I remember watching Mary Ann Mobley crowned Miss America in 1959 when I was 12 years old.  Although I suspect I watched the Miss America Pageant more than once, that’s the pageant I remember.  Twelve years old must have been the year when I became aware of the importance of being pretty and “sweet.”  The importance of having a good figure and looking perfect in a bathing suit while remaining asexual.  I became aware that people judged me by how I looked.  And here she was, Miss America, walking down the runway at the end of the program while Bert Parks assured us she was “our ideal.”

Of course, at 12 years old I was anything but Miss America material.  I was in a state of transition though.  I was still playing sports with the boys in the housing project where I lived and saw no reason not to compete and win, but there were certain boys that I’d known most of my young life that were “different” now, there was a “feeling” about them.  That was probably around the time I became aware of how I looked and acted and began searching for clues about how I “should” be looking and acting.

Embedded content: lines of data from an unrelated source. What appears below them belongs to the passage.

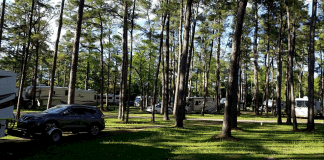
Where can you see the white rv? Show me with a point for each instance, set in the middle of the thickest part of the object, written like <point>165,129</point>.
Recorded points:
<point>195,104</point>
<point>111,98</point>
<point>7,95</point>
<point>137,101</point>
<point>301,108</point>
<point>60,96</point>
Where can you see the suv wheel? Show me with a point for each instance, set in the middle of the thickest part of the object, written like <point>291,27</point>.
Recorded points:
<point>94,130</point>
<point>49,125</point>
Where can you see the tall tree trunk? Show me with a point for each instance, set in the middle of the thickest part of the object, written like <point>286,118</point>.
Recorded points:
<point>158,66</point>
<point>2,19</point>
<point>231,94</point>
<point>167,54</point>
<point>217,88</point>
<point>123,84</point>
<point>176,97</point>
<point>279,73</point>
<point>23,72</point>
<point>101,64</point>
<point>311,59</point>
<point>75,54</point>
<point>256,56</point>
<point>35,70</point>
<point>86,86</point>
<point>108,74</point>
<point>290,71</point>
<point>131,61</point>
<point>180,105</point>
<point>50,96</point>
<point>191,51</point>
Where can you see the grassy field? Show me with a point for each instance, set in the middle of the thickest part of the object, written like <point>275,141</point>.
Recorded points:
<point>142,139</point>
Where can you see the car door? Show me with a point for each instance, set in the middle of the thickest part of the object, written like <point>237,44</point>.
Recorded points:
<point>71,119</point>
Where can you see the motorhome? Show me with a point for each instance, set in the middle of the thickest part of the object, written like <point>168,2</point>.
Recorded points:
<point>7,95</point>
<point>301,108</point>
<point>195,104</point>
<point>111,98</point>
<point>60,96</point>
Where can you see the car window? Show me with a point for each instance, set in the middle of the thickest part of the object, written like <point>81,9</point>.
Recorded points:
<point>56,109</point>
<point>90,111</point>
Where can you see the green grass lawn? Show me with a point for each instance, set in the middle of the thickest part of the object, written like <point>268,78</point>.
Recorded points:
<point>142,139</point>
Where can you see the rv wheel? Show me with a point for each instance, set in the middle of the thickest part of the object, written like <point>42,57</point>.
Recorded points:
<point>29,106</point>
<point>55,136</point>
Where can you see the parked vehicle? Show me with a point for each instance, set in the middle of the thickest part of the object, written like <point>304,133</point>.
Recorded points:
<point>112,99</point>
<point>75,118</point>
<point>60,96</point>
<point>301,107</point>
<point>7,95</point>
<point>157,109</point>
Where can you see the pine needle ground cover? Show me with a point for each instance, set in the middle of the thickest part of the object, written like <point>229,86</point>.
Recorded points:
<point>142,139</point>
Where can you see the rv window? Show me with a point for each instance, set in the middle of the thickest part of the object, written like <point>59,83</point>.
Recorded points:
<point>90,111</point>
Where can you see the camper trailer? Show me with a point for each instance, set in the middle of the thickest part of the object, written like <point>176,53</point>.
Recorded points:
<point>301,108</point>
<point>7,95</point>
<point>60,96</point>
<point>195,104</point>
<point>137,101</point>
<point>111,98</point>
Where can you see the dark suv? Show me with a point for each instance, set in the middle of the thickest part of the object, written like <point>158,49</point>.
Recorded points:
<point>75,118</point>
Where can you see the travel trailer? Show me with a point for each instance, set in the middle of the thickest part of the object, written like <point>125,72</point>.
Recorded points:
<point>60,96</point>
<point>301,108</point>
<point>195,104</point>
<point>7,95</point>
<point>111,98</point>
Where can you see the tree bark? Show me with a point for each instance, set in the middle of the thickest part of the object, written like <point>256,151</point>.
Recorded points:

My friends and I began walking around with books balanced on our heads so we could walk like Miss America.

In addition to the Miss America Pageant, there were other clues.  Magazine and TV commercials told me what I “should” look like and how to overcome my 12 year old “flaws.”  So for the first time I became aware of the bathroom scale and what I weighed.  Hair and eyelash curlers, mascara, lip gloss and blush became a part of my vocabulary.  I took another look at how I interacted with the boys I knew and tried some of the techniques in Seventeen Magazine.  Of course, mom and dad could tell me I was perfect just the way I was until they were blue in the face but deep down inside I knew they didn’t understand.  And so it began.

I guess I see the Miss America Pageant as I see the Olympics.  Are the women and athletes the best this country has to offer, of course not.  The number one requirement for both competitions is a good financial base.  I suspect for most Olympic sports there’s a young athlete living in America with no financial support that could beat the pants off the guy or gal standing on the Olympic podium.

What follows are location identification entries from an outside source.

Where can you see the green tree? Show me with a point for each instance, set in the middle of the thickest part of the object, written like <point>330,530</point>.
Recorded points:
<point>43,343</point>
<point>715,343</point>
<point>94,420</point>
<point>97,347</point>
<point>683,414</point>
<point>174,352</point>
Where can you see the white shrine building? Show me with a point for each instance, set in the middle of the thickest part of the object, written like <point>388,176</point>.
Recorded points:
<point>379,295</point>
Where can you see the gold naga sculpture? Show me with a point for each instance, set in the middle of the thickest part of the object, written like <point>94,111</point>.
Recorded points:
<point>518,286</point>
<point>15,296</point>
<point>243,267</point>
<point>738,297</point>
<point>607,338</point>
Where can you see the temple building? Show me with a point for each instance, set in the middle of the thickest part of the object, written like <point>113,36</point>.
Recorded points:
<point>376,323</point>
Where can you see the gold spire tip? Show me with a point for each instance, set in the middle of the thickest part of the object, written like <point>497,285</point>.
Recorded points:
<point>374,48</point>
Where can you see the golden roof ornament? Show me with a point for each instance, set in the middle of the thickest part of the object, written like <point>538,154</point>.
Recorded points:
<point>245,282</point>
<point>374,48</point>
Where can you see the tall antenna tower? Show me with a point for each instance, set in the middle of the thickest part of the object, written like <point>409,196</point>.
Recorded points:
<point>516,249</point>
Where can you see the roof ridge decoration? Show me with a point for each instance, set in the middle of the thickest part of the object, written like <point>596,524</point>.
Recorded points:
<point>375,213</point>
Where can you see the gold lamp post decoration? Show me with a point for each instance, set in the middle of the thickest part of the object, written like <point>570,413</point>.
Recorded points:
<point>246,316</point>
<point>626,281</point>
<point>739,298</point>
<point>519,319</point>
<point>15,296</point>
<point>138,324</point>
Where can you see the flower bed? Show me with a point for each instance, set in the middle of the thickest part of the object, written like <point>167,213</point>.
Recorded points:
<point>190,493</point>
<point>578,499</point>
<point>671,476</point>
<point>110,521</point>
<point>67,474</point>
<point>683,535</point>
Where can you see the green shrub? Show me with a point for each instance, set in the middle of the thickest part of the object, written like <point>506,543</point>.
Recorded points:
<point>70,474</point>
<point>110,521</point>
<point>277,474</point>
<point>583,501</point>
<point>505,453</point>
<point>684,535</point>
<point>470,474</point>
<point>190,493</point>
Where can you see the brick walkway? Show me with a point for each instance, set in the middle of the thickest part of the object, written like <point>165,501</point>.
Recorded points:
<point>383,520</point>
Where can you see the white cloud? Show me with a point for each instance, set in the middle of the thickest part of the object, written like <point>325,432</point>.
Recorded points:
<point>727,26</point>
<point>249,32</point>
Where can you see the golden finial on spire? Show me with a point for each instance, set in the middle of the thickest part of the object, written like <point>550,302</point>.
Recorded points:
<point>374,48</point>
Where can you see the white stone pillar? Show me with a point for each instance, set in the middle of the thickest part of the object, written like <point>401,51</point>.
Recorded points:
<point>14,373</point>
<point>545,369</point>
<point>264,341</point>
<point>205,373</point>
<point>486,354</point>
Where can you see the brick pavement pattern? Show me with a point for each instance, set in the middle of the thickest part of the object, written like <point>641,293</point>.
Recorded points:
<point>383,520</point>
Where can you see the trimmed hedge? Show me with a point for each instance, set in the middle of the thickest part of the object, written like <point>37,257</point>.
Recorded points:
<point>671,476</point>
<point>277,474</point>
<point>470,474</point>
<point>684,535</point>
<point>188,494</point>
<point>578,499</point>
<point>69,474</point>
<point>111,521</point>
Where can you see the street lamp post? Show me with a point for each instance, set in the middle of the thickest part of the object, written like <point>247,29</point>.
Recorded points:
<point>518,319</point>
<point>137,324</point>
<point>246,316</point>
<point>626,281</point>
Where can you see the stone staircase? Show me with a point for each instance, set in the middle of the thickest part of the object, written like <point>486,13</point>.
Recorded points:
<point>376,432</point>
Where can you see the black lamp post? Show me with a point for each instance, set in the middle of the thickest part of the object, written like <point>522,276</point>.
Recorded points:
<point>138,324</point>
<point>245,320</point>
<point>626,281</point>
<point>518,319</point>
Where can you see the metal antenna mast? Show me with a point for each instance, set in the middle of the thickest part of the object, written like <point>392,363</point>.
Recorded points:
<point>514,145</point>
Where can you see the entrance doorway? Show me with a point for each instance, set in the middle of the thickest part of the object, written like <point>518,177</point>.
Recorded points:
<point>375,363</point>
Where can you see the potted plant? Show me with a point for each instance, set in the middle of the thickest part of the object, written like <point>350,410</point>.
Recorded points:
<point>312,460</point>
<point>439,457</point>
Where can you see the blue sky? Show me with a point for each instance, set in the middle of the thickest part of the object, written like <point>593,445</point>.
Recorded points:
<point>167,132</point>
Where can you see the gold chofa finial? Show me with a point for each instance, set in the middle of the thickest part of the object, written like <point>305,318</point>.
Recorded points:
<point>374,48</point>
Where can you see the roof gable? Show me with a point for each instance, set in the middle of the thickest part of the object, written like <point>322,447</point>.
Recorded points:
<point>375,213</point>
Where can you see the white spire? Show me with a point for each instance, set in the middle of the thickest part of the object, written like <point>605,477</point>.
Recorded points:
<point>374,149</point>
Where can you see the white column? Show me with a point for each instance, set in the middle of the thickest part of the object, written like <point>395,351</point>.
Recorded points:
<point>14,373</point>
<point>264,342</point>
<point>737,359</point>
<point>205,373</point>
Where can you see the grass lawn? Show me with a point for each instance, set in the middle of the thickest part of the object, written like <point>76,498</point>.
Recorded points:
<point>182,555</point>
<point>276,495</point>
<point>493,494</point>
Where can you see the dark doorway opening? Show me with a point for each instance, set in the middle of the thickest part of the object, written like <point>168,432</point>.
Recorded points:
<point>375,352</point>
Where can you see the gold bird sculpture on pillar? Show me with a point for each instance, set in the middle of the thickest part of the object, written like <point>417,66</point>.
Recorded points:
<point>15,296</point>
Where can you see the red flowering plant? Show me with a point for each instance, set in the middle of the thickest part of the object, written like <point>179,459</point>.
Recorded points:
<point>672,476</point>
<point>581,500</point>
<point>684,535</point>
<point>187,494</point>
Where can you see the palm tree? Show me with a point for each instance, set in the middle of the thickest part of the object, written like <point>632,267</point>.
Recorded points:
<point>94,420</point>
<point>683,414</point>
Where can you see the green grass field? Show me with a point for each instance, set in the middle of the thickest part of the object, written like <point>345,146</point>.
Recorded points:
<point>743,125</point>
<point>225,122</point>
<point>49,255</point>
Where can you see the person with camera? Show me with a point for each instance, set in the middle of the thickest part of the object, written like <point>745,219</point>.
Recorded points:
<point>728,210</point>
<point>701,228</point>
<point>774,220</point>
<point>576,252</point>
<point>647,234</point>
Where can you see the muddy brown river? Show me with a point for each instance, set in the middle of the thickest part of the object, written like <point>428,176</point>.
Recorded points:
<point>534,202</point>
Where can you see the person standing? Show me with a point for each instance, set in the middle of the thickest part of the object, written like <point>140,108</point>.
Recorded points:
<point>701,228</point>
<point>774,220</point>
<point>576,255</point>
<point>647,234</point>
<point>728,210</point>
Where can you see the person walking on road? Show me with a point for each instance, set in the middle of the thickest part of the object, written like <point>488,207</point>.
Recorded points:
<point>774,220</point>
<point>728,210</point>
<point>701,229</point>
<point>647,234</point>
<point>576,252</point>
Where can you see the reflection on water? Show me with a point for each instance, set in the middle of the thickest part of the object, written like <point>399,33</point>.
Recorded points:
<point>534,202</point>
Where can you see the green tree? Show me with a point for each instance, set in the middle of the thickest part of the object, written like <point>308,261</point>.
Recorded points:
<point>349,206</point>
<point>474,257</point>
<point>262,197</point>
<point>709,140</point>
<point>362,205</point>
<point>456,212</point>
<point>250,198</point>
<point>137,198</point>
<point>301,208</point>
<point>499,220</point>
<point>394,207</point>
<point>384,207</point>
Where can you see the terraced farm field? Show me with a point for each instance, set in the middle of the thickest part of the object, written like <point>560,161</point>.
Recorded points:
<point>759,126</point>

For the Miss America Pageant there are gowns, hairstylists, personal trainers, competition fees and heaven knows what other expenses to be covered before a young woman walks on the stage in Atlantic City. I suspect there just might be another young woman sitting on her front porch somewhere in the US with a more beautiful face, and a perfect figure that would outshine any primped and pampered “official” Miss America contestant.   

The criteria for selecting Miss America have changed over the years.  The educational scholarships awarded have increased.   While doing a little research for this blog, I came across a video of a Miss America contestant in the late 1950s who was asked this final question:  “How would you get a boy on a first date to begin a conversation?”  Her response:  “Well, most boys play sports so I would ask him what sports he played.  If he didn’t play a sport I would ask him what his hobbies were.  If he didn’t have any hobbies I guess I’d just be quiet for the rest of the night.” 

The new Miss America selected last night, 23 year old Mallory Hagan, was asked if armed guards should be in our schools.  Her response, “We should not fight violence with violence;” a good answer to a question that would have been inconceivable 50 years ago.  Who knew questions asked at Miss America competitions could reveal so much about the evolution of our society and the evolution of women’s role in dealing with the serious issues we are facing.

The new Miss America’s focus is preventing child sexual abuse; if one child is spared that trauma because of her celebrity then that’s a good thing.  Yet, the Miss America Pageant is still a beauty competition where contestants smile their perfect smiles as they walk their well-choreographed walk across the stage in their skimpy little bathing suits showing off their perfectly sculptured little bodies telling all little girls watching that this is how the ideal American woman should look.  That is not a good thing.